I wholeheartedly agree with this statement: “On this evidence, companies and shareholders should be concerned that Executive MBA programmes risk creating ineffective business leaders who leave academia without the skills to actively manage the precious asset of corporate reputation,” said John Mahony, CEO, ReputationInc. “Reputation management skills are vital for today’s CEO who sets the tone and mood for a corporation and must lead from the front in communicating the purpose of the brand and its value to society. Many managers are not born ready to meet this challenge and will benefit from coaching and confidence building in reputation, something today’s Executive MBA courses fail to adequately provide.”

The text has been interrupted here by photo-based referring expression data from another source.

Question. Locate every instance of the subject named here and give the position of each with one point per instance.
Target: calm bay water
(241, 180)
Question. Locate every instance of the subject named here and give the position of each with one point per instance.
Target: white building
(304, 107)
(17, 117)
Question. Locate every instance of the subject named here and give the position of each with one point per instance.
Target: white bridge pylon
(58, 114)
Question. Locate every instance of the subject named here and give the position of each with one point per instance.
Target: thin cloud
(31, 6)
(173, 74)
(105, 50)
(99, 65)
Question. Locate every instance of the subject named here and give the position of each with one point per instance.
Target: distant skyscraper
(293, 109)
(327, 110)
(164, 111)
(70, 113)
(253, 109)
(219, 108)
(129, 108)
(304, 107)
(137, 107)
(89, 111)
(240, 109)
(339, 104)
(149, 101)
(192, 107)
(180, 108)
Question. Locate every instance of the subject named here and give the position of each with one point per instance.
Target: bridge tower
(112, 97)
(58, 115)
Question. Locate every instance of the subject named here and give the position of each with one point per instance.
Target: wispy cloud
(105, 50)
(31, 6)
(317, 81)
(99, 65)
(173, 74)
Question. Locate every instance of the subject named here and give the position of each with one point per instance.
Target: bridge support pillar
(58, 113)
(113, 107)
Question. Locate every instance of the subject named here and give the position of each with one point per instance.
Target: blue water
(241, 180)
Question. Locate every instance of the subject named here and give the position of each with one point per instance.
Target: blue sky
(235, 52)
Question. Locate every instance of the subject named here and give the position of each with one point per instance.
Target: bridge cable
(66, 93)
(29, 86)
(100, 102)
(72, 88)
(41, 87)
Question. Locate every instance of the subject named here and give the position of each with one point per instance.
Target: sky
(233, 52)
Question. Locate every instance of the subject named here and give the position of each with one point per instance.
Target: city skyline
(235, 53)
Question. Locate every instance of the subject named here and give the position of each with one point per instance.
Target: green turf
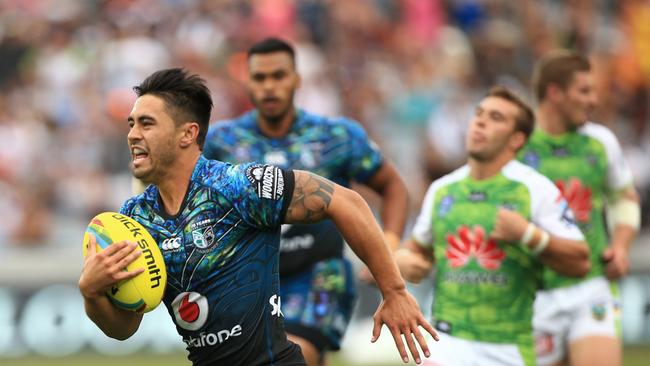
(633, 356)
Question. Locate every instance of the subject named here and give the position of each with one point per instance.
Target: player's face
(492, 128)
(152, 138)
(272, 82)
(579, 100)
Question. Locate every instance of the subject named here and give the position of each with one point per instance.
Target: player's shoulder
(218, 174)
(144, 199)
(599, 132)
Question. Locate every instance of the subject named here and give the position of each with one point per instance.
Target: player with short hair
(576, 320)
(223, 285)
(317, 281)
(490, 227)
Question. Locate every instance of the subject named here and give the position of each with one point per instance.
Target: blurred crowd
(409, 70)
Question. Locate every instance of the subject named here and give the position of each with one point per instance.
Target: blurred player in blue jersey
(317, 284)
(218, 226)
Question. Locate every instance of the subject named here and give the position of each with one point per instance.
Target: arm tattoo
(312, 195)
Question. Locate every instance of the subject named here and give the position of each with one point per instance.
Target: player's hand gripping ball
(145, 291)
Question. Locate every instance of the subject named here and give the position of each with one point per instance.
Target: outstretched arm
(315, 198)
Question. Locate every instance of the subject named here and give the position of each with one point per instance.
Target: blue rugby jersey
(221, 253)
(335, 148)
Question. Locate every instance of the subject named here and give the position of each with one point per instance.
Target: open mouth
(138, 154)
(270, 102)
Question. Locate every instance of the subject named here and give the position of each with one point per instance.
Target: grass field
(633, 356)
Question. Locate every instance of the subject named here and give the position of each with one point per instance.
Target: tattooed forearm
(311, 197)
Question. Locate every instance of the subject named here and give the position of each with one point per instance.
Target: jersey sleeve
(423, 228)
(365, 157)
(551, 211)
(619, 174)
(260, 193)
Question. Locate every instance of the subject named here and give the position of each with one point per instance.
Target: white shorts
(566, 314)
(454, 351)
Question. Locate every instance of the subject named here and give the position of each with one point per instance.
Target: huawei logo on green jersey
(578, 196)
(473, 243)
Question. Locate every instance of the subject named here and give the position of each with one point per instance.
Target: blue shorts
(317, 304)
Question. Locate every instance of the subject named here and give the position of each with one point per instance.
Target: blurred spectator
(409, 70)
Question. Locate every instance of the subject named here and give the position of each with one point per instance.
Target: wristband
(543, 243)
(528, 234)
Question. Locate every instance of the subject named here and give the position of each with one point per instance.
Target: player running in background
(586, 162)
(317, 281)
(223, 283)
(490, 227)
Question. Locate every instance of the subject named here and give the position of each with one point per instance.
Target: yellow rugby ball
(145, 291)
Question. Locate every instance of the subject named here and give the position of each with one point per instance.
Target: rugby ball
(145, 291)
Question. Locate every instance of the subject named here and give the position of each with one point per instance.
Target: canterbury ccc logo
(190, 310)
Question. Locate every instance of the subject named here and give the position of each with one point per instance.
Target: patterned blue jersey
(335, 148)
(221, 252)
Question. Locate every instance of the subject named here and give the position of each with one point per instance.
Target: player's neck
(174, 185)
(481, 170)
(550, 121)
(279, 128)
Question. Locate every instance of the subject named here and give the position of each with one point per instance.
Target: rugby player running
(490, 227)
(223, 280)
(576, 321)
(317, 281)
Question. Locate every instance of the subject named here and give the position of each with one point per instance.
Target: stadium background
(409, 71)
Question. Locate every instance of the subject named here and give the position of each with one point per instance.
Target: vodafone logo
(190, 310)
(171, 243)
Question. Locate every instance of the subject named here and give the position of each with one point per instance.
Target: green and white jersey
(484, 289)
(586, 165)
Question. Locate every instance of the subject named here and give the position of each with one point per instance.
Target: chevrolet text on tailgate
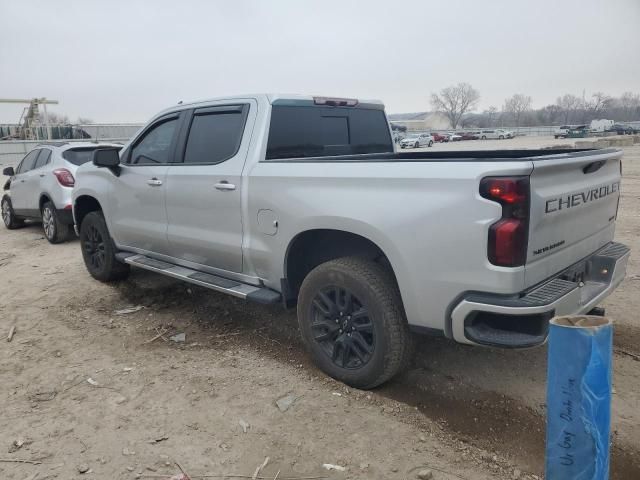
(303, 201)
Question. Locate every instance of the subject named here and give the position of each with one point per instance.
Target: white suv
(417, 140)
(40, 187)
(498, 134)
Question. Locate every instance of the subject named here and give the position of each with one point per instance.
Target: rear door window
(318, 131)
(154, 147)
(29, 161)
(43, 158)
(215, 134)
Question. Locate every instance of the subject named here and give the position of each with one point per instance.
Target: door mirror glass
(106, 157)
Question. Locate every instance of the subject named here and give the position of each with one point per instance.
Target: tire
(379, 344)
(99, 251)
(54, 230)
(8, 215)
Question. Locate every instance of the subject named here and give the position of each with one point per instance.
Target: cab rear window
(321, 131)
(79, 156)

A double whammy this week.
Just saw that a new corporate reputation survey by Prophet come out today and tomorrow Fortune’s World’s Most Admired Companies survey hits the airwaves. Prophet surveyed consumers in the U.S. and found that “attributes related to openness, ethics, and the kind of public dialog companies foster in response to marketplace events and circumstances were deemed most important.” Companies’ behavior in response to crisis and difficult times apparently makes a difference in perceptions. How people deal with adversity matters in our perceptions of friends and colleagues, why not companies? I was not surprised reading this since a company’s character and values are most on display when companies are under assault or scrutiny. You learn alot about people and companies when they are in the spotlight or shadows.
I finally found a moment on the train to read McKinsey’s latest research on how well companies manage their government relations. In fact, today I was talking to someone about this so it was definitely top of mind. He made the point that reputation matters even more today because government has such a big role in business affairs and can affect economic outcomes. There is one CEO I quote often who said that government affairs was his 7th line of business. Love that line.
The McKinsey survey was conducted among corporate executives around the world and this was my favorite part. When asked which stakeholders would have the greatest effect on corporate economic value over the next 3 to 5 years, 74% named customers. Makes sense. But second on the list came government/regulators at 53%. This highly influential group ranked higher than employees (49%), investors (28%), suppliers (17%), media (measley 9%, ouch), NGOs (mere 3%, ouch) and organized labor (2%, definitely ouch). When you look at industries such as health care, energy and financial, government/regulators are #1 for each….ahead of customers and all the rest when these executives are thinking out 3 to 5 years from now. Now that says something about where reputation will be headed too.